Picche & Ripicche

Come sempre hanno tutti (e mi dispiace che ci sia anche Beppe Grillo in mezzo, ma ho votato il suo movimento, non l’hosposato!) un linguaggio prepotente e sfidante.

Quand’ero piccino, i compagnucci di classe più gradassetti usavano sfidarsi a “manate” provocandosi con il dito a pochissimi millimetri di distanza dal volto dell’avversario. Dicevano: “Ti tocco?… Ti tocco?? No, e allora??? Cosa vòi??”. Naturalmente l’altro non voleva nulla, era solo un modo per fiaccarne la pazienza psicologica (che che ne voleva, e tanta).

Ecco, Renzi fa così. Dice che ci mette la faccia. Ma cosa diàmine vuol dire “metterci la faccia”? Vuol dire “Quindi i parlamentari devono votare l’Italicum e l’abolizione del Senato”. Oddio, bisogna essere esperti di crittografia per leggere nella prima frase il significato della seconda. O, più semplicemente, sapere cosa passa per la mente di Renzi.

Perché la faccia ce la mettiamo tutta. Ce la mettono anche Rodotà e Zagrebelsky che ad abolire il Senato non ci pensano minimamente. Ce la metto io che scrivo un blog e dico quello che penso, ce la mette l’operaio che va a lavorare tutte le mattine, se gli tocca di lavorare.

E poi c’è quell’“altrimenti me ne vado” che ora basta, non se ne può più. Col pallone ci si gioca finché lo dice lui, e, come dice la mia amica Federica Barghini, se gli girano lo prende e se lo porta anche a casa, poi di chi è è.

Ormai non è più nemmeno una questione politica, è una questione di ripicca.

Il Senato si abolisce perché si deve, perché ormai è puntiglio, piglioleria, arcigna voglia di accanirsi coi puntini “sugli i” (come diceva un mio compagno di scuola che, poveraccio, è morto).
Il lavoro dei Padri Costituenti era stato meraviglioso, preciso fino al millimetro. Ma, soprattutto l’idea del bicameralismo perfetto era e continua ad essere rivoluzionaria. Ci sono due camere, elette con criteri di maggioranza e di redistribuzione dei seggi diversi. Perché mai sarà così? Per impedire a una Camera dei Deputati con un premio di maggioranza stratosferico di approvare a tavoletta le leggi che vuole, per dire che una legge è VERAMENTE espressione della volontà di chi la approva.
E ora tutto questo DEVE per forza essere smantellato. Perché se no si va a casa tutti.

Quella di Renzi è la classica logica del palazzinaro applicata alla politica. Quando vede uno spazio verde non pensa che ci possano andare a giocare i bambini. Quando vede una costruzione dell’ottocento non pensa che possa avere un valore storico.
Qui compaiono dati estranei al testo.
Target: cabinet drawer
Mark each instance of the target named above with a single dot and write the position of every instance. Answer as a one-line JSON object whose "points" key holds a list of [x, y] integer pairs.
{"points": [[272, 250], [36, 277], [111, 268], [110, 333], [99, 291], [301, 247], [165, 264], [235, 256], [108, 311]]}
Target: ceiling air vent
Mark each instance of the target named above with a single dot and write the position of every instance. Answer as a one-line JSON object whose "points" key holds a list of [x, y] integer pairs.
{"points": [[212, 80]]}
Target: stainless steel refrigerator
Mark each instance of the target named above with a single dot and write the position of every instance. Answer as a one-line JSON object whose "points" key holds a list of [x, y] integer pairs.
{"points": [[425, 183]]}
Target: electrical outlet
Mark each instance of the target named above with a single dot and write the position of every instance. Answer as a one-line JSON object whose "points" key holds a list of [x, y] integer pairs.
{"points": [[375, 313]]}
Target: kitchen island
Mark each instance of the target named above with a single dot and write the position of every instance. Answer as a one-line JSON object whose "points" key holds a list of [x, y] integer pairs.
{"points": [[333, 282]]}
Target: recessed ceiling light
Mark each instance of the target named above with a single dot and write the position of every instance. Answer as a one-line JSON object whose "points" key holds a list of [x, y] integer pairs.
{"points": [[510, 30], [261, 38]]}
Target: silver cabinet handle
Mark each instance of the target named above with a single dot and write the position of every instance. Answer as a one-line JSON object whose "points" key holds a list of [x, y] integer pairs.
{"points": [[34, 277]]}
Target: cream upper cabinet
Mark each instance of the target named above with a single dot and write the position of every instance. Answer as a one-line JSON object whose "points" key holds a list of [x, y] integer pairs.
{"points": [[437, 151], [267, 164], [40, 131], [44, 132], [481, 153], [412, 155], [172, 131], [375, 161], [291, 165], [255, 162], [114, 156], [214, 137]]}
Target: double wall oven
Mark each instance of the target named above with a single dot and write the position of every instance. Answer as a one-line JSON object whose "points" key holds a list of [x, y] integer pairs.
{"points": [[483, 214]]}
Quando vede la campagna non pensa che il contadino ci pianta i pomodori e gli olivi, no, lui spiana tutto e ci costruisce un affare di puro cemento armato con balconcini per i gerani (o per i suddetti pomodori) e aiuoletta verde per i vecchini che vanno a fare la giratina, tanto basta che non rompano i coglioni; quanto ai bimbi a pallone possono giocare nello spazio antistante in pura mattonella vergine e vada pure in culo il valore storico, tanto la storia non la studia più nessuno, sai cosa gliene frega alla gente?

Sicché, via il Senato dalla carta geografica costituzionale, chè, tanto, visto che ne hanno fatto decadere uno, val la pena di farli decadere tutti. Fila!